Pero quizás tal desaliño no era la peor falta de uno de esos seudolibros. A veces, una edición descuidada se redimía a mis ojos gracias a un prólogo espléndido. Mi abominable ejemplar de El signo de los cuatro, de Arthur Conan Doyle, era casi perdonable por contener un prefacio de Graham Greene en el que señalaba la osadía de Doyle al convertir a su héroe en cocainómano, y su espléndida invención de ciertos nombres como "Pondicherry Lodge". Mi versión castellana de Bartleby de Melville, a pesar de los avaros márgenes y la enclenque encuadernación, habría provocado la envidia de Vila-Matas por ser la traducción de Borges y llevar su entusiasmado prólogo. Mi edición de Floresta de Indias, una antología de textos sobre la Conquista, merecía existir por la introducción, sabia y divertida, del erudito Alberto Salas.

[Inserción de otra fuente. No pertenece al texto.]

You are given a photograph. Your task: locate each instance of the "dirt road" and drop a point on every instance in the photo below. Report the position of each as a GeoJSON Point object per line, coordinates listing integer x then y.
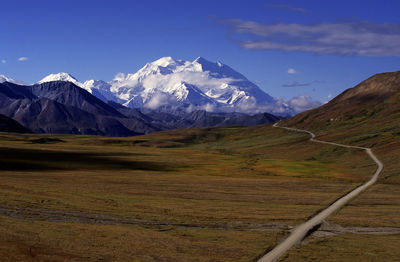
{"type": "Point", "coordinates": [300, 232]}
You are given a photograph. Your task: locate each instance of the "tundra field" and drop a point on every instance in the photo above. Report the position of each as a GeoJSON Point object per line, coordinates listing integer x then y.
{"type": "Point", "coordinates": [205, 194]}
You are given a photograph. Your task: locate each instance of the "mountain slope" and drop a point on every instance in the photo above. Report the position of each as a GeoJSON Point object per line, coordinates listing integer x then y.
{"type": "Point", "coordinates": [375, 100]}
{"type": "Point", "coordinates": [10, 125]}
{"type": "Point", "coordinates": [191, 85]}
{"type": "Point", "coordinates": [366, 115]}
{"type": "Point", "coordinates": [62, 107]}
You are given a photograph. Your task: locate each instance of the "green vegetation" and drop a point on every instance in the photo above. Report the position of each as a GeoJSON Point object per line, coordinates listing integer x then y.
{"type": "Point", "coordinates": [219, 194]}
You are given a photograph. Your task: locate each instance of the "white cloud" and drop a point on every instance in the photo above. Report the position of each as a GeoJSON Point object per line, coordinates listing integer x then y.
{"type": "Point", "coordinates": [302, 103]}
{"type": "Point", "coordinates": [339, 38]}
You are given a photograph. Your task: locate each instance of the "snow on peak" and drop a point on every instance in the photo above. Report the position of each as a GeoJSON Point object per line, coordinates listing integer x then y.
{"type": "Point", "coordinates": [60, 77]}
{"type": "Point", "coordinates": [197, 84]}
{"type": "Point", "coordinates": [4, 78]}
{"type": "Point", "coordinates": [177, 82]}
{"type": "Point", "coordinates": [164, 61]}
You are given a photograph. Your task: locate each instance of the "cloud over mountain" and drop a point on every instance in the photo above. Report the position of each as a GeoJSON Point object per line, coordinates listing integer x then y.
{"type": "Point", "coordinates": [338, 38]}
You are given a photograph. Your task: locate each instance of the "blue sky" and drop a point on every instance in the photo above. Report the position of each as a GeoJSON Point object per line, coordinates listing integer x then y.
{"type": "Point", "coordinates": [330, 45]}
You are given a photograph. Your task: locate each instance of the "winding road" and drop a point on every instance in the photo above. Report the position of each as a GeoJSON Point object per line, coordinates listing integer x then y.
{"type": "Point", "coordinates": [300, 232]}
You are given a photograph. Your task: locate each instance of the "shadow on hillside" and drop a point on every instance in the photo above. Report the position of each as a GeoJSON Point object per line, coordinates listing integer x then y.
{"type": "Point", "coordinates": [12, 159]}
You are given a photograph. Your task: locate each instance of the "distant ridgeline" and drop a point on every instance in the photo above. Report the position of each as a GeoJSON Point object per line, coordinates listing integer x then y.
{"type": "Point", "coordinates": [63, 107]}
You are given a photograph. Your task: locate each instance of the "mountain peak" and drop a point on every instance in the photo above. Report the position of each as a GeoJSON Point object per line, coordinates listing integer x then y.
{"type": "Point", "coordinates": [60, 77]}
{"type": "Point", "coordinates": [4, 78]}
{"type": "Point", "coordinates": [164, 61]}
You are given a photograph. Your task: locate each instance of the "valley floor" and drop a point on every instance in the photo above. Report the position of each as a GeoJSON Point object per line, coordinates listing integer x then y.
{"type": "Point", "coordinates": [207, 194]}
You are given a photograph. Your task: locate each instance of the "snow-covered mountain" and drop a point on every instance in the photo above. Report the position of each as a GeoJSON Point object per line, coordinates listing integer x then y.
{"type": "Point", "coordinates": [60, 77]}
{"type": "Point", "coordinates": [192, 85]}
{"type": "Point", "coordinates": [3, 79]}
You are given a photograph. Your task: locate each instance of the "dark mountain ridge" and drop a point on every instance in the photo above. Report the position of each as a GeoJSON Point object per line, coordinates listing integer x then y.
{"type": "Point", "coordinates": [63, 107]}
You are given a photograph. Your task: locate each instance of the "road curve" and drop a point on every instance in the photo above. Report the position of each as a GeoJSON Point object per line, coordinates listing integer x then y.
{"type": "Point", "coordinates": [301, 231]}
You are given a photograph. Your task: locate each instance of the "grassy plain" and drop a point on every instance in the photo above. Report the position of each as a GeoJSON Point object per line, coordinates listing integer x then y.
{"type": "Point", "coordinates": [368, 121]}
{"type": "Point", "coordinates": [206, 194]}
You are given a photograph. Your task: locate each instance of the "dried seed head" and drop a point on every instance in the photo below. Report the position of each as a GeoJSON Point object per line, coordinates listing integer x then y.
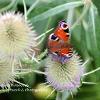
{"type": "Point", "coordinates": [16, 35]}
{"type": "Point", "coordinates": [64, 76]}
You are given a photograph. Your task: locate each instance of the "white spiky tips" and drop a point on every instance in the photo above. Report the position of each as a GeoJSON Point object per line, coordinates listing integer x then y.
{"type": "Point", "coordinates": [16, 35]}
{"type": "Point", "coordinates": [64, 76]}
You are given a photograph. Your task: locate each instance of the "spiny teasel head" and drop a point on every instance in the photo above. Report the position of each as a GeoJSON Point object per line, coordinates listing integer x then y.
{"type": "Point", "coordinates": [66, 76]}
{"type": "Point", "coordinates": [16, 35]}
{"type": "Point", "coordinates": [6, 76]}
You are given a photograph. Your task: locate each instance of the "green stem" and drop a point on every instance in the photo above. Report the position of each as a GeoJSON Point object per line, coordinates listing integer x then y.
{"type": "Point", "coordinates": [32, 7]}
{"type": "Point", "coordinates": [25, 10]}
{"type": "Point", "coordinates": [85, 10]}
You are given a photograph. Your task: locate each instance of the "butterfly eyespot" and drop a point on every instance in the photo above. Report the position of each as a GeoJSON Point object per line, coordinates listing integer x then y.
{"type": "Point", "coordinates": [63, 25]}
{"type": "Point", "coordinates": [53, 37]}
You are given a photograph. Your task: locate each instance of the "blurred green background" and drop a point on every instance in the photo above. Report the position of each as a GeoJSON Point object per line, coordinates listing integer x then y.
{"type": "Point", "coordinates": [85, 37]}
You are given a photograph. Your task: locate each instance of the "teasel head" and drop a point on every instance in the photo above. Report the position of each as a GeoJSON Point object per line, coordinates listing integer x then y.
{"type": "Point", "coordinates": [65, 76]}
{"type": "Point", "coordinates": [17, 38]}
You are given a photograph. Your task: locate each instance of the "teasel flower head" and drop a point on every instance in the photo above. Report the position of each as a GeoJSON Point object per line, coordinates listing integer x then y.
{"type": "Point", "coordinates": [17, 38]}
{"type": "Point", "coordinates": [65, 76]}
{"type": "Point", "coordinates": [6, 77]}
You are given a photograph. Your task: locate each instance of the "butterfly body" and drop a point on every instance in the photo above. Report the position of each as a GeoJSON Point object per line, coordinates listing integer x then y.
{"type": "Point", "coordinates": [59, 43]}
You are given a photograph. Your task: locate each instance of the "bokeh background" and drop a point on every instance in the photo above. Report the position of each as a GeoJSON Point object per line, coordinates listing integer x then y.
{"type": "Point", "coordinates": [84, 26]}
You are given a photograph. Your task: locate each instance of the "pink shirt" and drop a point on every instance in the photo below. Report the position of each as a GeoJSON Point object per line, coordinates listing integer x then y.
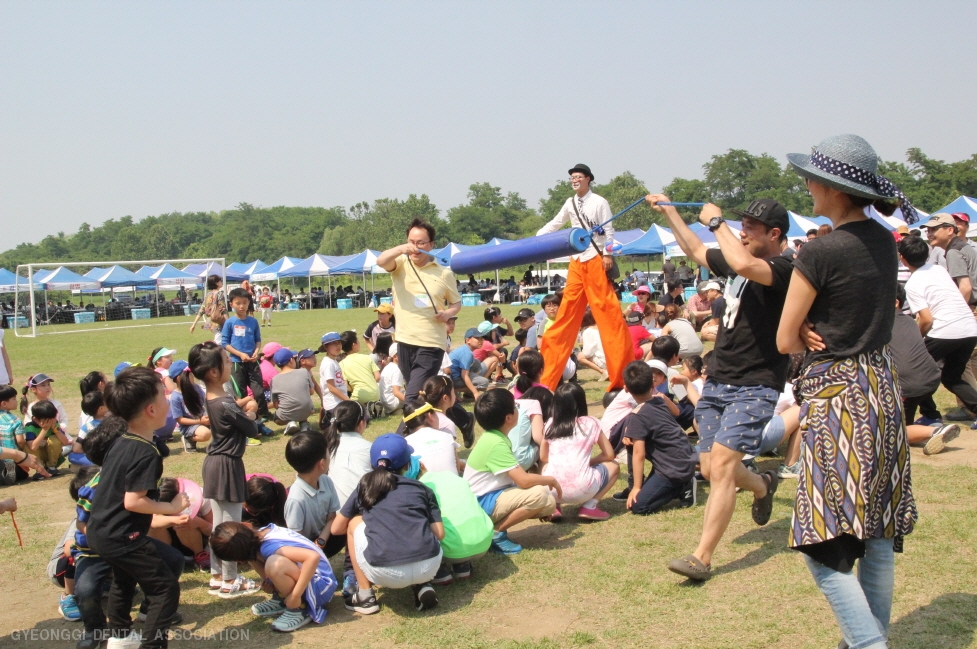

Hay prólogos que dan vida a un libro. Recuerdo las espléndidas introducciones de May Lamberton Becker para los clásicos de la Rainbow Series, que contaban, entre la crítica y el chisme, la historia de la historia que estaba por leer. Recuerdo el complejo e inteligente ensayo de Lezama Lima que precedía una Antología de la poesía cubana, explicando por qué el barroco es el género latinoamericano por excelencia -un texto tanto más regocijante que los poemas que le seguían-. Recuerdo haber descubierto, deslumbrado, La Celestina, después de leer una introducción mordaz y lúcida de Adolfo Bioy Casares, en una pobre edición de la casa Estrada. Tengo amigos que han descubierto a Flaubert gracias a un prólogo de Mario Vargas Llosa, a Bulgakov gracias a uno de Sergio Pitol, a Voltaire gracias a otro de José Bianco. No todo libro, por supuesto, requiere un prólogo, pero hay libros que sin él se parecen a una gran casa iluminada en la que hay música y voces, y a la cual no nos atrevemos a entrar porque no hemos sido invitados. Todo lector es, bajo ciertas circunstancias, un tímido.
Nuestra edad es de oro sólo en el sentido comercial: nuestras actividades se valoran solamente según su rendimiento económico. Nuestras librerías son supermercados, nuestras editoriales, fábricas que producen objetos con fecha límite de venta. Un verdadero librero hoy es un prodigio, un verdadero editor, un milagrero, ambos pertenecen a especies en peligro que nadie se empeña en proteger. A medida que la mundialización avanza, se crean menos libros y se producen más objetos que imitan al libro, y para quienes fabrican estos "productos de venta" poco importan las consideraciones estéticas, éticas o intelectuales. Adivino un futuro en el que un nuevo Calasso tomará de su biblioteca (que ahora es un museo) un volumen de fines del siglo veinte -aún honrosamente encuadernado, impreso prolijamente en buen papel con buena tinta, con márgenes espaciosos y un admirable prólogo- y mostrándoselo a un amigo, le dirá, nostalgioso: "Esto era un libro".